Je dois avouer que, bien qu'adorant les animaux (au barbecue de préférence), mes pensées du moment ne vont pas spécialement au bélier-grumeur-de-plante-de-pied.

— Je me demande pourquoi ils ont arrêté les poursuites, dis-je.

— Faut toujours que tu te posasses des questions à côté de la montre, ronchonne le Sarcastique. L'essentiel c'est qu'ils nous ont laissés quimper, non ? Que ça soye parce qu'ils avaient peur de se salir le bas du futal ou parce qu'ils avaient rancard ailleurs, on s'en tamponne les stores !

Nous reprenons notre marche, le dos rond, en sautillant sur un sol jonché de pierres aux arêtes vives.

Nous franchissons de la sorte deux kilomètres environ et nous nous trouvons devant une gigantesque barrière de fils barbelés. Elle est haute d'au moins quatre mètres, une vraie grille pour court de tennis ! En plus épais !

— On l'a in the babe ? Anglicise Béru, nous v'là dans un cul-de-sac ! Oh ! J'en ai classe de ce bled, je suis vanné.

Il se couche sur le sol et j'en fais autant. La barrière s'étend à gauche et à droite, jusqu'aux deux horizons. Peut-être marque-t-elle la limite d'un État ? Avec ces sacrés Chinetoques on peut s'attendre à tout.

Nous glissons, Sa Majesté et moi, dans une espèce de somnolence poisseuse. L'immensité de ce pays nous accable, nous étouffe.

Tout à coup, un petit bruit étrange se fait entendre dans le silence nocturne. Ça ressemble à un claquement de tenaille sectionnant un fil de fer. C'est grignoteur, quasi régulier : crie ! Crie ! Crie !

— T'entends ? souffle le Mahousse.

— La ferme !

Je prête l'oreille, le bruit s'amplifie.

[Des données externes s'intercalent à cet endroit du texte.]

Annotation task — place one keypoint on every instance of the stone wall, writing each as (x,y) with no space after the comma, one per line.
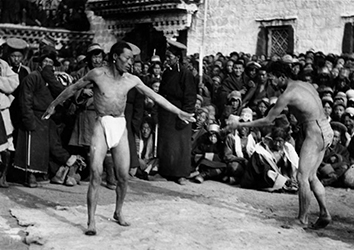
(102,33)
(232,25)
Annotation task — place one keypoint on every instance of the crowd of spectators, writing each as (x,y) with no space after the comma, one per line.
(234,86)
(63,14)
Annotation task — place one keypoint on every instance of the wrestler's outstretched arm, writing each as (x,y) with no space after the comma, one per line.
(67,93)
(265,121)
(184,116)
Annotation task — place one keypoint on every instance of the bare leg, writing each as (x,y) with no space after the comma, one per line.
(319,191)
(98,152)
(121,159)
(310,159)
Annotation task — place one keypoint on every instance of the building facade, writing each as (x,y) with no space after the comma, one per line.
(253,26)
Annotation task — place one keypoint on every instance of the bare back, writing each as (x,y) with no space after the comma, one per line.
(303,101)
(110,92)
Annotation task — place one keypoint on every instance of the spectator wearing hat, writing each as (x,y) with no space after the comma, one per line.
(342,82)
(349,123)
(216,83)
(15,53)
(232,107)
(262,107)
(229,67)
(155,71)
(350,98)
(174,144)
(199,127)
(147,150)
(339,107)
(235,101)
(336,159)
(274,164)
(324,77)
(85,115)
(38,143)
(208,155)
(9,81)
(239,146)
(239,81)
(264,88)
(327,103)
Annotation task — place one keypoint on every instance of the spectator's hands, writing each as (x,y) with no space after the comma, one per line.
(186,117)
(49,112)
(48,73)
(87,92)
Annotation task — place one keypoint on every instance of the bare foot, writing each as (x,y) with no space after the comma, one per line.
(120,220)
(321,222)
(295,224)
(3,182)
(91,230)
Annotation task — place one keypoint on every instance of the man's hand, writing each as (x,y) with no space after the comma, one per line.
(50,111)
(186,117)
(87,92)
(233,122)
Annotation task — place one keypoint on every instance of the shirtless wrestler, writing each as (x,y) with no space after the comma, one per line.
(304,102)
(111,85)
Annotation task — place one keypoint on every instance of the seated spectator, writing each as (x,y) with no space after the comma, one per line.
(208,155)
(349,123)
(327,103)
(339,107)
(239,146)
(273,166)
(199,127)
(336,159)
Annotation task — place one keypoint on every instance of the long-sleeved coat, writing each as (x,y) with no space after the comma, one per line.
(174,136)
(35,95)
(9,81)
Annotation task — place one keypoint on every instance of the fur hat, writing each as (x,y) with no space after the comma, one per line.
(234,95)
(339,127)
(327,99)
(246,115)
(214,128)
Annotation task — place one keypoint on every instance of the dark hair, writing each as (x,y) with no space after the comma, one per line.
(149,120)
(280,132)
(118,49)
(279,69)
(239,62)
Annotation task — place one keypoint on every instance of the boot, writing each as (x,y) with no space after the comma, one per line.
(110,176)
(31,181)
(73,168)
(6,160)
(60,175)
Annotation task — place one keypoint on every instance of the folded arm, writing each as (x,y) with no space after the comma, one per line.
(67,93)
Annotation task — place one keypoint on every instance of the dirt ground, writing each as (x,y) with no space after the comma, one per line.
(165,215)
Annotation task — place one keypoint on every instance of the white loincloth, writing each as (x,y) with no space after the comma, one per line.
(113,128)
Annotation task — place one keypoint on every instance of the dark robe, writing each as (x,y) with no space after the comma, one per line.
(35,95)
(174,135)
(134,111)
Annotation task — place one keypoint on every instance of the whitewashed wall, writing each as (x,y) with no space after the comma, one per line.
(232,26)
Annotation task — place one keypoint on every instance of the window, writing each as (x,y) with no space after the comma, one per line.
(276,36)
(278,41)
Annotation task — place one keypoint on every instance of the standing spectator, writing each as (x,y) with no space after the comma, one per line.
(85,113)
(336,159)
(174,139)
(273,166)
(8,83)
(209,155)
(15,53)
(38,139)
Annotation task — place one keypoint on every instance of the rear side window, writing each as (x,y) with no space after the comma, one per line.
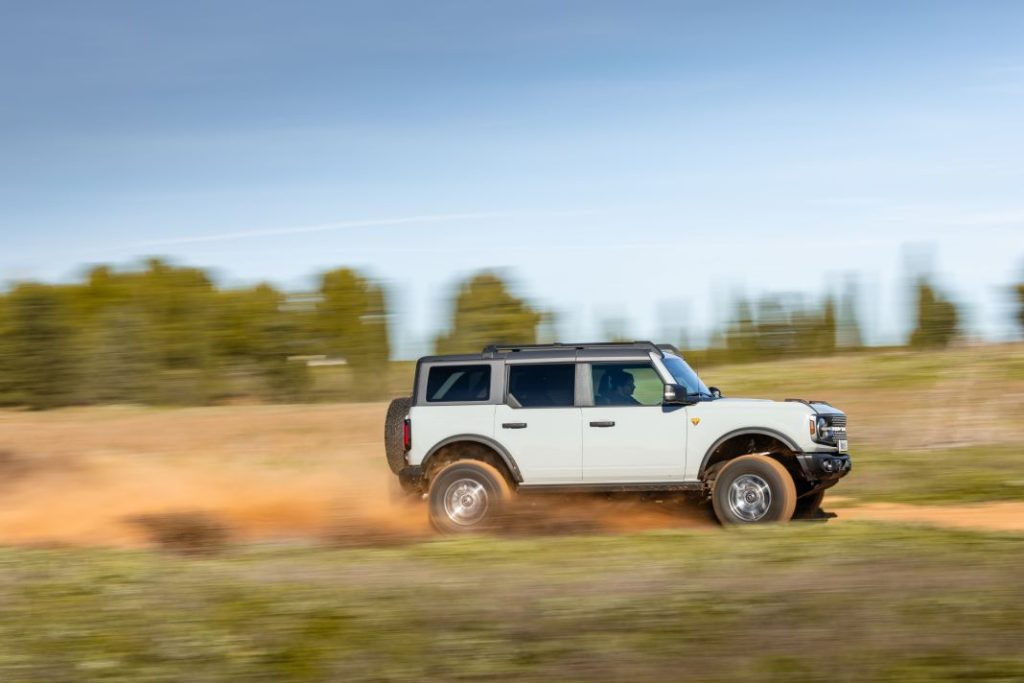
(445,383)
(542,385)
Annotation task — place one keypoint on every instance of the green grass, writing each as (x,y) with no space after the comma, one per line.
(803,602)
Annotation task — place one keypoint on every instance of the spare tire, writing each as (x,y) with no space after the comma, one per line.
(394,442)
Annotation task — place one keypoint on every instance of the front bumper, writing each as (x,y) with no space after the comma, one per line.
(411,477)
(824,466)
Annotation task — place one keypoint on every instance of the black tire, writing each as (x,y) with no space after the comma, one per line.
(467,496)
(754,489)
(394,444)
(809,507)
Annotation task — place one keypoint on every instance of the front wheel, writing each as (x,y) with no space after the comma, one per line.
(754,489)
(467,496)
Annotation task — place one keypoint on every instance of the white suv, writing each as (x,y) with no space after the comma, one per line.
(604,417)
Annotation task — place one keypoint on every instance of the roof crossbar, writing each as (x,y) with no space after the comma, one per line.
(492,349)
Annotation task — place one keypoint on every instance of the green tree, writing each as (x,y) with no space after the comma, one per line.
(351,319)
(741,334)
(38,344)
(936,317)
(485,312)
(1020,305)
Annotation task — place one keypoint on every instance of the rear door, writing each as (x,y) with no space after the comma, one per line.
(540,424)
(628,435)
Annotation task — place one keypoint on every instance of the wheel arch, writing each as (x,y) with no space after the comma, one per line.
(478,440)
(766,435)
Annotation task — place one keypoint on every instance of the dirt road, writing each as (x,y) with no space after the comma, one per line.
(82,475)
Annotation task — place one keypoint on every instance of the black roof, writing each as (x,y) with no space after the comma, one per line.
(559,349)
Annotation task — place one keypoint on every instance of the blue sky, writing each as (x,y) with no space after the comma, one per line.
(640,161)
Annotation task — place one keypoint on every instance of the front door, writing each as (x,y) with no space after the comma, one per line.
(539,423)
(628,435)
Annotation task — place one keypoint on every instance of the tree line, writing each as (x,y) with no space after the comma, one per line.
(162,334)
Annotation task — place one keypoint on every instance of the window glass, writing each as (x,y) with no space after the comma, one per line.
(459,383)
(627,384)
(542,385)
(685,376)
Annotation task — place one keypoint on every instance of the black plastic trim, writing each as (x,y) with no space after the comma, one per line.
(745,431)
(483,440)
(611,487)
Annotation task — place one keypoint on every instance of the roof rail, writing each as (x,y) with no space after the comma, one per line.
(492,349)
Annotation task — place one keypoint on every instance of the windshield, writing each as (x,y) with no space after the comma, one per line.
(685,376)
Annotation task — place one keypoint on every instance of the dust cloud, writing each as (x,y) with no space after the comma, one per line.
(86,476)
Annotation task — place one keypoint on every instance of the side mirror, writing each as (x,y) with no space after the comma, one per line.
(676,395)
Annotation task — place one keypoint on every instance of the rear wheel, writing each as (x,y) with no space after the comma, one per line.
(467,496)
(754,489)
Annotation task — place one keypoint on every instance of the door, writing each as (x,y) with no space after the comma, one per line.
(539,423)
(628,435)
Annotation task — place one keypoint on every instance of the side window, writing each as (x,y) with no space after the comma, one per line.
(542,385)
(626,384)
(459,383)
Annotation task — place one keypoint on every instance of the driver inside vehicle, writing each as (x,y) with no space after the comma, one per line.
(616,388)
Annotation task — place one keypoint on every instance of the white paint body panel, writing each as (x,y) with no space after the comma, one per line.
(646,443)
(432,424)
(549,449)
(718,418)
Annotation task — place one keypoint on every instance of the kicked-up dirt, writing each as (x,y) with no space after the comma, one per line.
(127,476)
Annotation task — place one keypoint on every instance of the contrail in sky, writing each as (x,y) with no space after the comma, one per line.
(340,225)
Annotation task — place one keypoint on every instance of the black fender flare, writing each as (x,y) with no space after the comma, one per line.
(482,440)
(745,431)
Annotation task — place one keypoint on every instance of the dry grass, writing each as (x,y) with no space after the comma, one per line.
(317,470)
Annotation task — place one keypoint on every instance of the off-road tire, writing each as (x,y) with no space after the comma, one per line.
(467,496)
(394,444)
(764,492)
(809,507)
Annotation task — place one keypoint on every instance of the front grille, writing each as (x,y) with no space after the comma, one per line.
(839,425)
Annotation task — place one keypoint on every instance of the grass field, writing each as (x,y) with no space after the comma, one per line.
(844,603)
(311,573)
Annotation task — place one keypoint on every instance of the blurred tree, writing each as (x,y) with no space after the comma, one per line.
(1020,304)
(826,337)
(41,366)
(848,324)
(741,334)
(119,364)
(351,319)
(484,312)
(936,317)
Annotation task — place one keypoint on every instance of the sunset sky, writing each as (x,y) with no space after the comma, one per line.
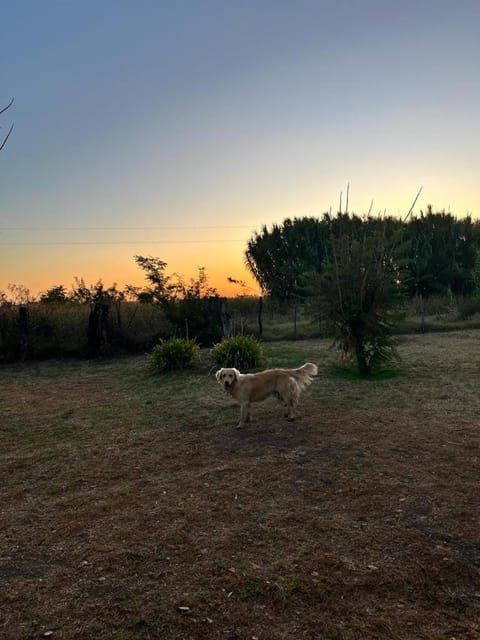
(176,129)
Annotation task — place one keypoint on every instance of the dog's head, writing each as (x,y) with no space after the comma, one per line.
(227,377)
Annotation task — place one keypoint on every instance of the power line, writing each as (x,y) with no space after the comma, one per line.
(138,228)
(113,242)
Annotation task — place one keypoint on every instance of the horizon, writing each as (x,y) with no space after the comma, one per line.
(179,130)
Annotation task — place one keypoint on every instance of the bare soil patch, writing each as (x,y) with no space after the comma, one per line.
(132,508)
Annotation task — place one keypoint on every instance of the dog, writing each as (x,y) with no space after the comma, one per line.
(284,384)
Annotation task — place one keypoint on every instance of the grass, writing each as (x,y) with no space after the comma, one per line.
(132,508)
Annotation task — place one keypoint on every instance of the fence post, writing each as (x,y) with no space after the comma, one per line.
(23,332)
(98,330)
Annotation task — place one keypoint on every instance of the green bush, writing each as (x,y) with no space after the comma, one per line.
(468,306)
(174,354)
(241,352)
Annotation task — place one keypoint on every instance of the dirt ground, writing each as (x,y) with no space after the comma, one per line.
(131,507)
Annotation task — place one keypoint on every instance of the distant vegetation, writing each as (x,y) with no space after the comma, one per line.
(359,280)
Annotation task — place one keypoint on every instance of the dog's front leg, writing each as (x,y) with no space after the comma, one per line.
(244,414)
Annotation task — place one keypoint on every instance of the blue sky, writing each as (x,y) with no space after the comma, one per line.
(208,119)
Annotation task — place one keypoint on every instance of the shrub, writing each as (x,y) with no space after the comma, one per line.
(174,354)
(242,352)
(468,306)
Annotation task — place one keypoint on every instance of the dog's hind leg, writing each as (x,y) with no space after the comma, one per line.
(293,397)
(244,414)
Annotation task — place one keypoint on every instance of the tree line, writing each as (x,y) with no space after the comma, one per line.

Il me semble apercevoir une masse sombre à travers les chevaux de frise. Pas d'erreur, ça remue. Un mec rampant est en train de s'ouvrir un passage dans le formidable écheveau de barbelés.

Nous retenons notre souffle, nous faisons corps avec le sol. Cric ! Cric ! ça se rapproche encore.

C'est exaspérant de minutie. L'action d'un termite ! Cric ! Cric ! L'ombre se précise. Oui, il s'agit bien d'un homme. Il se faufile comme il peut, coupant de-ci, coupant de-là, étrange jardinier de la nuit en train d'élaguer une haie métallique, de tailler un formidable rosier aux épines d'acier. Sa main débouche de l'inextricable rideau. Une main hachée par les perfides griffures. Puis son visage se découpe dans l'ouverture qu'il vient de pratiquer. Bouille de cauchemar, lacérée, ruisselante de sang. L'homme opère une ultime reptation et se redresse. Il fait quelques mouvements d'assouplissement afin de se décontracter.

Une autre ombre apparaît, un autre visage griffé s'offre à la clarté de la lune. Les deux hommes s'essuient le visage d'un revers de manche, ensuite de quoi ils s'élancent à travers la plaine.

— Qu'est-ce que tu crois qu'il s'agit ? me chuchote le Gravos.

Je n'ai pas le temps de lui exprimer mon point de vue (Images du monde) car il se produit quelque chose d'inattendu, d'effroyable et d'ahurissant (et je pèse mes mots !). Je vous ai dit que les deux types s'étaient mis à courir à travers la lande, n'est-ce pas ? Laissez-moi ajouter, pour votre enseignement, qu'ils ne vont pas loin.